Last weekend we rented a car and took a day trip to Kilkenny City, which turns out to be one of Ireland’s “most popular tourists cities” that I’d never heard of until finding it in the guide book and planning this trip.

It’s a charming medieval town with some remaining medieval walls, winding streets, a 12th century castle, a lively food scene, and approximately 47 churches along the River Nore. It’s also known as an “arts and crafts center” of Ireland.







Kilkenny is known for its cats. There’s a fable of 2 cats who fought each other until only their tails remained…now the term “Kilkenny cat” is used for anyone who is a ferocious fighter. However, the city relatively recently proudly reclaimed this to be their motto of sorts and there are cat-themed things everywhere. Also in 2021 a “Cats on Parade”/"Cat Walk" instillation was placed about the town (similar to the “Cows on Parade” seen all across the U.S. that then sparked every other animal type of art/statues to follow suite).




We started off with a guided walking tour of the “Medieval Mile”—a discovery trail running through Kilkenny city linking the 13th century St. Canice’s Cathedral (namesake of the city) to the castle. Our awesome tour guide was full of delightful stories and feisty, yet stalwart, opinions about the town that managed not to be inimical to the tour experience. Part of the tour included a stop at the 13th century Black Abbey, a gorgeous relatively small building home to the largest stained glass window in all of Ireland. There was also a large Wolfwalkers Street Art Exhibition, which apparently is from a very popular show available on Netflix.


I want to share two horrific parts of the tour that really stuck with me so you can be as scarred by them as we were.
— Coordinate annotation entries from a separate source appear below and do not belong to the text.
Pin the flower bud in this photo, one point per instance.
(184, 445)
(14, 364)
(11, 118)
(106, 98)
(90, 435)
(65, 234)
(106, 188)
You’re welcome. Neither has been fact-checked (though I’m sure a quick Snopes search would be easy enough). First, apparently back in the Middle Ages some families would essentially sell their daughters to the church to become an “anchorite” - they would have a funeral for the girl to commemorate her death from society, then brick her into the church wall where she [supposedly] proudly represented her family as a sort of “living saint.” Once a day they would feed her through a small hole in the wall, and once a day they would take away her waste. She stayed there until she died and got to watch all the church services. It was a great honor of course for the families and they got paid or were given better treatment for this sacrifice. At one point there were a few hundred women living like this in walls in Ireland/the U.K. Second, there were people in medieval times called “sin eaters” that were paid by a family to eat the sins of a loved one who had passed so that loved one could get to heaven. So, after a person died, this “sin eater” would be invited to the home and would eat a large feast off the belly of the dead person, thereby eating the dead person’s sins.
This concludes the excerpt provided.